伊住さんのキングサイズに比べたら、二人並んでいると余裕が少ないのは解る。落っこちてしまいそうな気持ちになるのは解らないでもないけど、実際落ちはしない。
これでもセミダブルなんですけどね?

「落ちない理由にずっと抱いていられますけどね」

…そうじゃなくても、抱き枕かってくらいずっと抱いてますよ?

「伊住さんは誕生日はいつですか?」

「私は12月生まれですよ。まだまだ先ですね」

クリスマスが誕生日だったりして…。

「…フ。クリスマスかもって思いました?」

「はい」

「正解です。敢えて日を言わなくても、みなさんそういう風に想像してくれますから。大体、当たりますね。
私の誕生日も、一緒に居られていたらいいですね…。
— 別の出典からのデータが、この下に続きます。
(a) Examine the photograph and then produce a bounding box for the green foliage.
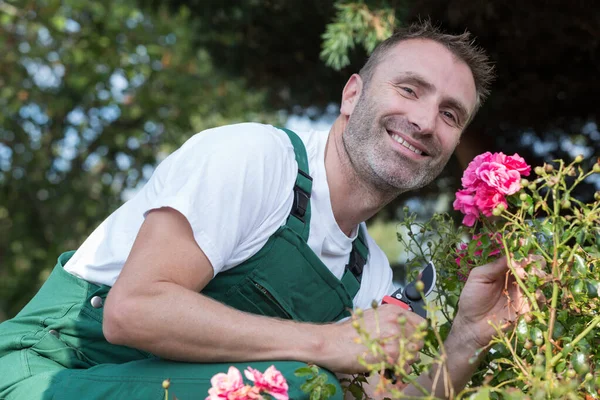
[346,157,600,399]
[0,0,279,320]
[321,1,396,70]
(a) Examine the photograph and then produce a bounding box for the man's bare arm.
[103,208,414,373]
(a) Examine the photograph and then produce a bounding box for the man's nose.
[409,104,438,134]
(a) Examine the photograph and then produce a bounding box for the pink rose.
[244,365,289,400]
[206,367,244,400]
[475,185,508,217]
[452,190,479,226]
[477,162,521,195]
[499,153,531,176]
[227,385,263,400]
[461,151,493,189]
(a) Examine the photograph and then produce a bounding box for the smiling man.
[0,23,520,399]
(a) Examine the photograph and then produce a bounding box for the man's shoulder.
[184,122,292,152]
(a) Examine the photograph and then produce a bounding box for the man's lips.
[387,130,429,157]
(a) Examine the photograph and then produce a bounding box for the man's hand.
[404,257,528,399]
[452,257,528,347]
[321,304,425,374]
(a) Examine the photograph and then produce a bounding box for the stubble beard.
[342,92,450,197]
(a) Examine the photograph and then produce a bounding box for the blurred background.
[0,0,600,321]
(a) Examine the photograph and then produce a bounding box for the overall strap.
[342,225,369,298]
[279,128,312,243]
[279,128,369,298]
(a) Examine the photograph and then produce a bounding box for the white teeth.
[392,134,423,155]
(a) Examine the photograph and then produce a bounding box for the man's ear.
[340,74,363,117]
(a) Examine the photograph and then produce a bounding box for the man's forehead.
[374,39,477,111]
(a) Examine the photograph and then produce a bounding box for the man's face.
[342,39,476,192]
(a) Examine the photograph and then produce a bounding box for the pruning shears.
[382,261,437,318]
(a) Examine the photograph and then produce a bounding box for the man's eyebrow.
[442,97,469,123]
[394,71,469,123]
[394,72,435,92]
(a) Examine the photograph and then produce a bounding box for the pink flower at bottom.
[244,365,289,400]
[206,367,244,400]
[452,190,479,226]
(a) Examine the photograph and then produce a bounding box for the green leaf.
[348,383,365,400]
[294,367,314,376]
[324,383,337,397]
[310,386,322,400]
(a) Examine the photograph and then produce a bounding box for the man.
[0,23,518,399]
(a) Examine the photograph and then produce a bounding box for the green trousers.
[0,253,342,400]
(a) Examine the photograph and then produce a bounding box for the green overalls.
[0,130,368,400]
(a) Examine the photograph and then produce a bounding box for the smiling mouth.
[389,132,428,156]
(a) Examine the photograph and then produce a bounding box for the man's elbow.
[102,293,139,346]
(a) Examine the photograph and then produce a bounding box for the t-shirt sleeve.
[144,123,298,275]
[354,226,396,309]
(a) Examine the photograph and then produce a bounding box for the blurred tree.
[0,0,279,320]
[145,0,600,217]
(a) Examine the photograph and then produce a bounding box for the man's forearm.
[104,282,325,362]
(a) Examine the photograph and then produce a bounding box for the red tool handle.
[382,296,410,310]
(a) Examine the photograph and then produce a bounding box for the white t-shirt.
[65,123,394,309]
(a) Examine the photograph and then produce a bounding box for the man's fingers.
[469,257,508,280]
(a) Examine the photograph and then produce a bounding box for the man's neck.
[325,116,397,236]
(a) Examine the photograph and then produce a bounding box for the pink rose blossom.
[475,186,508,217]
[206,367,245,400]
[477,162,521,195]
[461,151,493,189]
[244,365,289,400]
[498,153,531,176]
[453,152,531,226]
[453,190,479,226]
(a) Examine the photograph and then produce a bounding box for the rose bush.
[350,153,600,399]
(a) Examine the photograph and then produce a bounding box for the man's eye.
[442,111,458,122]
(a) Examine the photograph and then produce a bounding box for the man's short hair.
[359,20,494,115]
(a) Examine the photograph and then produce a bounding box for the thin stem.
[551,316,600,366]
[502,236,546,325]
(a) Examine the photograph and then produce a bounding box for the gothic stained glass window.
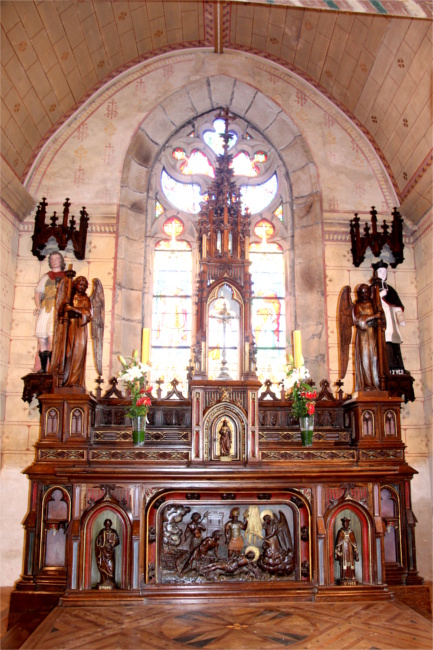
[173,147,215,178]
[250,225,286,383]
[151,233,192,390]
[161,169,204,214]
[208,284,240,379]
[151,112,290,394]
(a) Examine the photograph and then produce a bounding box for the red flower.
[136,397,152,406]
[307,402,316,415]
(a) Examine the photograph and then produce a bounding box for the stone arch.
[113,74,327,377]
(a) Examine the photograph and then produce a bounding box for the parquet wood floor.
[21,599,432,650]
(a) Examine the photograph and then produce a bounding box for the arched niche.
[113,74,327,377]
[39,485,71,569]
[203,402,248,462]
[380,485,403,566]
[79,501,132,589]
[326,501,372,585]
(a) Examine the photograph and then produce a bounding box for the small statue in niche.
[224,506,248,559]
[338,284,383,391]
[372,260,406,374]
[33,252,66,372]
[51,268,105,388]
[257,510,295,576]
[218,418,232,458]
[334,517,359,585]
[180,530,221,576]
[184,512,206,551]
[95,519,120,589]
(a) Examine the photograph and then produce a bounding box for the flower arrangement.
[284,355,317,419]
[117,350,152,418]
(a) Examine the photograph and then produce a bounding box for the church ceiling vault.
[1,0,432,222]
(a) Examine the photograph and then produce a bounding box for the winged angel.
[257,510,295,575]
[51,275,105,388]
[338,284,383,391]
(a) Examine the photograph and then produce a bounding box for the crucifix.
[209,298,240,379]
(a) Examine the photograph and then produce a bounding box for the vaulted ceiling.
[0,0,432,222]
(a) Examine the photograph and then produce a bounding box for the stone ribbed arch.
[113,75,327,380]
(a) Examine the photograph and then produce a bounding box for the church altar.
[9,115,422,625]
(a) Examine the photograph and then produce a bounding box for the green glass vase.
[131,415,146,447]
[299,415,314,447]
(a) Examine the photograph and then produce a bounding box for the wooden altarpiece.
[10,112,422,625]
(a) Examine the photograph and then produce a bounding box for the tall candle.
[293,330,302,368]
[141,327,150,363]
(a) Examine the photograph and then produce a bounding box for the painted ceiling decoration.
[1,0,433,223]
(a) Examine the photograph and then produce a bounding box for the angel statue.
[257,510,295,576]
[51,268,105,388]
[338,284,383,391]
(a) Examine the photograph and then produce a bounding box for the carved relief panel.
[145,493,311,584]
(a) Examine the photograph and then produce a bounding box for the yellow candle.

紫さんにおめでとうと言って抱きしめて貰いたいな」

「伊住さん…そんな事」

「解らないでしょ?だから、私は毎日紫さんの事が好きで堪りませんよ?大事に思わない日なんて無いんです。…今日の一瞬でも疎かにしてしまって後悔したくないですからね。
失ってもいいと思っているのでは無く、失いたくないから、思っているのですよ?
ちょっと…濃くて熱いですかね。
だから、欲しいのも…できるだけ沢山欲しいのです」

「はぁ…何て言ったらいいのか…」

強い思いに何て答えたら…。

「沢山言葉は要りません。そこは好きでいいんですよ」

「はい。とても大切に思っています。…大好きです」

抱き起こされた。

「もう、貴女という人は…」

顔を包まれ優しく唇が触れる。柔らかい唇が食む。

「大好きだなんて…堪らないですね…そろそろ…、また、大丈夫みたいですよ?私…」

沢山愛され、深く繋がったまま暫く抱きしめられた。
甘い攻めは何度も繰り返された。